MAIN RESEARCH TOPICS
Molecular markers in cancer
It is generally accepted that greater improvement in cancer therapy would be possible thanks to earlier diagnosis and individualized treatment. To help implement these ideas in the clinical practice, studies are underway in the search for new molecular markers of diagnostic, prognostic and predictive values.
Our projects start with DNA microarray-based high-throughput analyses. Further on they focus on more detailed characteristics of selected potential markers. We study the biological role of these genes/proteins and correlation of their expression levels with the occurrence and clinical course of the disease. The latter studies are done using clinical material.
Our projects concern breast, ovarian, and prostate cancer, as well as melanoma. We are also particularly interested in the studies of the role of BRCA1 gene mutation in the clinical course of the cancers involved. Our further interests concern the role of hypoxia in the context of cancer development and treatment, as well as the function of cytoprotective and antiapoptotic proteins from the HSP family.
Hypoxia in cancer
One of the most important features of tumor microenvironment causing adverse effect on patient prognosis is low oxygen tension within tumor mass. Not only does hypoxia reduce the effectiveness of standard therapies, but it also induces aggressive phenotype of the tumor cells. Better understanding of hypoxia role in tumor progression may thus contribute to improvements in cancer prognostication and treatment.

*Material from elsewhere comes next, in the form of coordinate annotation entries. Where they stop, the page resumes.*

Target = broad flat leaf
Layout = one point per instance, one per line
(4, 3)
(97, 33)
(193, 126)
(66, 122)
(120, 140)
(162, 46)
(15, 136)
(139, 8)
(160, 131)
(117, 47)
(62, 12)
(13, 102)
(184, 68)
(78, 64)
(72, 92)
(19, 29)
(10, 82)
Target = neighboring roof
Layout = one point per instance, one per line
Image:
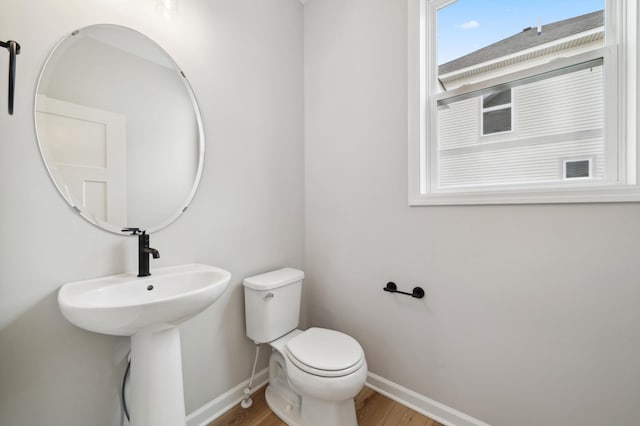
(526, 39)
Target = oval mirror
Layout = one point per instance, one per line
(119, 129)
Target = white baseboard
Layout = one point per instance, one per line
(430, 408)
(214, 409)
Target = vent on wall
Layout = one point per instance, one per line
(577, 169)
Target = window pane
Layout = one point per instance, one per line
(495, 99)
(556, 118)
(496, 121)
(477, 38)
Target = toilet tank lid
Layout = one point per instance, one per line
(274, 279)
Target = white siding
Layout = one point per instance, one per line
(554, 119)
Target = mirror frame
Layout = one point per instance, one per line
(113, 228)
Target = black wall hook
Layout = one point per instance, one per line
(391, 287)
(14, 49)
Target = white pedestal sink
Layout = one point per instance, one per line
(149, 310)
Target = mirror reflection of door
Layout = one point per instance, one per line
(88, 146)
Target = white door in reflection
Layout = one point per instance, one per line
(88, 146)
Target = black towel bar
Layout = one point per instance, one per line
(14, 49)
(391, 287)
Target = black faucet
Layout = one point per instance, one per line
(143, 251)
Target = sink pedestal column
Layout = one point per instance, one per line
(157, 395)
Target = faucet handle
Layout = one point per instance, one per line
(135, 231)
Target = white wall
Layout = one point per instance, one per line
(244, 61)
(531, 312)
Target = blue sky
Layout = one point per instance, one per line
(468, 25)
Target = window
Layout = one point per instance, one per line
(491, 124)
(496, 112)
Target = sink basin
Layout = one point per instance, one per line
(149, 310)
(125, 304)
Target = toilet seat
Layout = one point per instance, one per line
(325, 353)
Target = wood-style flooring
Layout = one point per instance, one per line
(372, 409)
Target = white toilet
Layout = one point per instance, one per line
(314, 374)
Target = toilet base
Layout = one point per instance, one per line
(288, 411)
(296, 410)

The main aim of the project is to find novel cancer markers and therapeutic targets among genes/proteins responsive to hypoxia. (more)
The first project concerned identification of hypoxia-responsive genes in melanoma cells. Using Affymetrix oligonucleotide microarray we have identified hypoxic signature in murine melanoma B16-F10 cells in vitro (Olbryt et al., Gene Expr., 2006, 13:191-203). Twenty two of the selected 430 hypoxia-responsive genes were verified in vivo in B16-F10 tumors, as well as in human melanoma cell lines in vitro. We identified three novel hypoxia-responsive genes in human and murine melanoma cells. These genes, MXI1, FN1, NME1 , are potential molecular regulators of aggressive phenotype of melanoma cells in the hypoxic microenvironment (Melanoma Res., 2011, 21:417-25). The aforementioned results are the mainframe of Magdalena Olbryt's Ph.D. thesis (“Gene expression profile induced by hypoxia in murine melanoma cells B16-F10”).

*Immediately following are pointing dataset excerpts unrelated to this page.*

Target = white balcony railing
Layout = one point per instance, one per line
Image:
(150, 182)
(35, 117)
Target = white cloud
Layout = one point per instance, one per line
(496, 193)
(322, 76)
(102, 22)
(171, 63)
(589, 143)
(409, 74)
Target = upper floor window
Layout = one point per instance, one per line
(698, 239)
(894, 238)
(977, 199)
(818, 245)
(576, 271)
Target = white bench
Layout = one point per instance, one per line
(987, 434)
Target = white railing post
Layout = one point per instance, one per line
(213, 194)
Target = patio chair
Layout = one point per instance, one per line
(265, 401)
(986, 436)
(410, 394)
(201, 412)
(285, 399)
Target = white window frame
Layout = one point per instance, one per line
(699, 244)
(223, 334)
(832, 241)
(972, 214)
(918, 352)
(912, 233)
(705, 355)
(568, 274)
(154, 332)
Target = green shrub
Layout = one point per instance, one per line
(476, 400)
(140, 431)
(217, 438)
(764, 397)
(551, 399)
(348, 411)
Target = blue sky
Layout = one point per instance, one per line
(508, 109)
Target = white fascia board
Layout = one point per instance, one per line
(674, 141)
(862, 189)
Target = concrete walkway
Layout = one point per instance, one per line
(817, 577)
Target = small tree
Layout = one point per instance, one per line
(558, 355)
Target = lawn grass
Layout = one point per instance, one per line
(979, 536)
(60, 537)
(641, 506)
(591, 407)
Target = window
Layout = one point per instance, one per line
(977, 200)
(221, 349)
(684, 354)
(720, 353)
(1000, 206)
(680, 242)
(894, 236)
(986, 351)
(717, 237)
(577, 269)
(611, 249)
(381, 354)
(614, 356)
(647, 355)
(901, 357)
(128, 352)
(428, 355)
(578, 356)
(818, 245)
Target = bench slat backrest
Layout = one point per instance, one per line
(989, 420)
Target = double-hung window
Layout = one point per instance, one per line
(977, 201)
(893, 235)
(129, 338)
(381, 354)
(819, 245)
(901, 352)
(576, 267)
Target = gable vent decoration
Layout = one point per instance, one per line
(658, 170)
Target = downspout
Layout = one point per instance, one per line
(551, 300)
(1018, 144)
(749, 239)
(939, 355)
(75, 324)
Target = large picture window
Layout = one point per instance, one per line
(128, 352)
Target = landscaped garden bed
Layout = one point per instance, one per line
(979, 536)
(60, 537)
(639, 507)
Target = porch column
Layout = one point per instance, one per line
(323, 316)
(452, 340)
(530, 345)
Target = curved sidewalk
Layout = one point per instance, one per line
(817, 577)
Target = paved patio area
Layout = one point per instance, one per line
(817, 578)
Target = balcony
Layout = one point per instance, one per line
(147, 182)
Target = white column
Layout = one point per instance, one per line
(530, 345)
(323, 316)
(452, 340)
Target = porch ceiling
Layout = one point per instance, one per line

We have extended the project to ovarian and prostate cancers. The main aim of the project was to delineate the similarities and differences in gene expression between tumor cells exposed to two main types of tumor hypoxia: chronic (diffusion-limited hypoxia) and cycling ( perfusion-limited hypoxia/intermittent hypoxia). The first type appears in the tumor as a result of increased distances between proliferating cells and blood vessels. The second type is characterized by fluctuations of oxygen tension and is caused by instabilities in microregional blood flow, as well as vessel remodeling during angiogenesis. Both types induce rise of aggressive phenotypes of tumor cells and negatively influence the effectiveness of standard therapies. However, recent data indicate that the cycling hypoxia may have even more profound effect on tumor progression than the chronic one. Identification of genes/proteins specifically regulated by cycling hypoxia would enable not only to monitor tumor areas affected by it but also understand better the role of cycling hypoxia in tumor growth and dissemination. The far-reaching aim of our study is to identify the putative prognostic and predictive markers among hypoxia-responsive proteins and correlate their expression with patient survival.